Under its current incarnation it will be able to call witnesses from a wider than expected range of organisations, including the civil service, the private sector, political bodies and other organisations such as the Church and broadcasters. Senior civil servants who are subject to the Official Secrets Act and other legal restrictions will be allowed to speak freely.

“”t is my intention that people should be able to speak openly in relation to the evidence that they give if they are called as witnesses and if they wish to give written evidence,” she told the House of Commons.

“I will have to look at the legal issues around the Official Secrets Act but it is my intention that everybody should be able to speak openly. It is only if people can speak openly that we will be able to get to the bottom of these matters.

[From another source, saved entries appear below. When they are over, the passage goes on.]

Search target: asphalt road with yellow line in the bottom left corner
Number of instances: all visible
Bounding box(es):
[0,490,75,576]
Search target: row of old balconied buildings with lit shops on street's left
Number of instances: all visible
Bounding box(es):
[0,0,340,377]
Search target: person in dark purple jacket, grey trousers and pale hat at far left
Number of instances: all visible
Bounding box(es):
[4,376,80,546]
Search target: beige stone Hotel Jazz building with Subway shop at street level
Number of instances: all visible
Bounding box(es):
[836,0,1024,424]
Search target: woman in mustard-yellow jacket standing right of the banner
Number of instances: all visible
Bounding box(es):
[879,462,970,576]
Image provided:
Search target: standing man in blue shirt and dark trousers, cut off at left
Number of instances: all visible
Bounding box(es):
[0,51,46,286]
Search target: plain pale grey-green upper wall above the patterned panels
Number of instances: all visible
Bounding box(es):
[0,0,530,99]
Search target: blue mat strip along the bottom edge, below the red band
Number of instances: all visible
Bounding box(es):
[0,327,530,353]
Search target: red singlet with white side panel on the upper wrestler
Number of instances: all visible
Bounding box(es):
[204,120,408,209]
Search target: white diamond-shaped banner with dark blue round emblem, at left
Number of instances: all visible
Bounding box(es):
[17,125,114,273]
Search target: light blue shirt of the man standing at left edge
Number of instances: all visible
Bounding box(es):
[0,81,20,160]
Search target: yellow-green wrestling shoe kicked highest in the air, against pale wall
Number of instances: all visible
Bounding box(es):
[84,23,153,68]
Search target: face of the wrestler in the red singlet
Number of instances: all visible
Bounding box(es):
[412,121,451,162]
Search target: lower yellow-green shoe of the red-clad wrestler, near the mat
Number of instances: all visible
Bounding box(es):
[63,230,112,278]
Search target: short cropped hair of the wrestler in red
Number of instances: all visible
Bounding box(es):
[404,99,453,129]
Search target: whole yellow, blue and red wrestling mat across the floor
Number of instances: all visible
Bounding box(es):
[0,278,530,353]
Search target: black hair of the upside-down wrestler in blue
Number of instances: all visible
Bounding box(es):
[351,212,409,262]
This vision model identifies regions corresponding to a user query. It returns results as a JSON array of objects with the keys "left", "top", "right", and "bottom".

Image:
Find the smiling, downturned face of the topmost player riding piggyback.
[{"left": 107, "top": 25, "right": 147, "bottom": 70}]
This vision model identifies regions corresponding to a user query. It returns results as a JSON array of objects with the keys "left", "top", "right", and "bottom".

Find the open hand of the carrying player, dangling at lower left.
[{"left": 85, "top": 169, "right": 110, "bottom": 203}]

“We need to learn what was going on. The inquiry is going to have to look quite widely and look at the documentary reviews that have taken place.

“I don’t want to dictate to the inquiry how they are going to undertake their work but I’m sure the chairman and the panel will need to be alive to the fact that they will have to hear from those who have not felt able to speak out in the past.

“The inquiry panel will have access to all the government papers, reviews and reports it needs. Subject to the constraints imposed by any criminal investigations, it will be free to call witnesses from organisations in the public sector, private sector and wider civil society.

“And I want to make clear that – if the inquiry panel chairman deems it necessary – the Government is prepared to convert it into a full public inquiry.

“Given the scope of its work it is not likely to report before the General Election but I will make sure it provides an update before May next year.”

Mrs May also announced a second inquiry into the handling of the case of allegations surrounding the goings on at Elm Park Guest House. The hotel in Barnes, west London is now widely thought to have been a centre for child abuse. It is alleged that a series of celebrities and senior politicians were regular visitors there.

As previously reported on Breitbart London, there are now serious allegations that documents relating to child abuse may have gone missing from the Home Office. A total of 114 documents that were handed to former Home Secretary Loan Brittan have gone missing, despite the serious nature of the subject matter.

The two probes come as confidence in the British establishment takes yet another battering. Many voters have still not got over the 2009 expenses scandal in which large numbers of MPs and Lords were shown to have claimed vast amounts of taxpayer’s money with little justification.

Then respected institutions like the BBC and the Catholic Church were shown to have covered up child abuse. It now looks possible that officials in the Home Office and the Security Services hid appalling abuse by politicians against vulnerable children in care homes.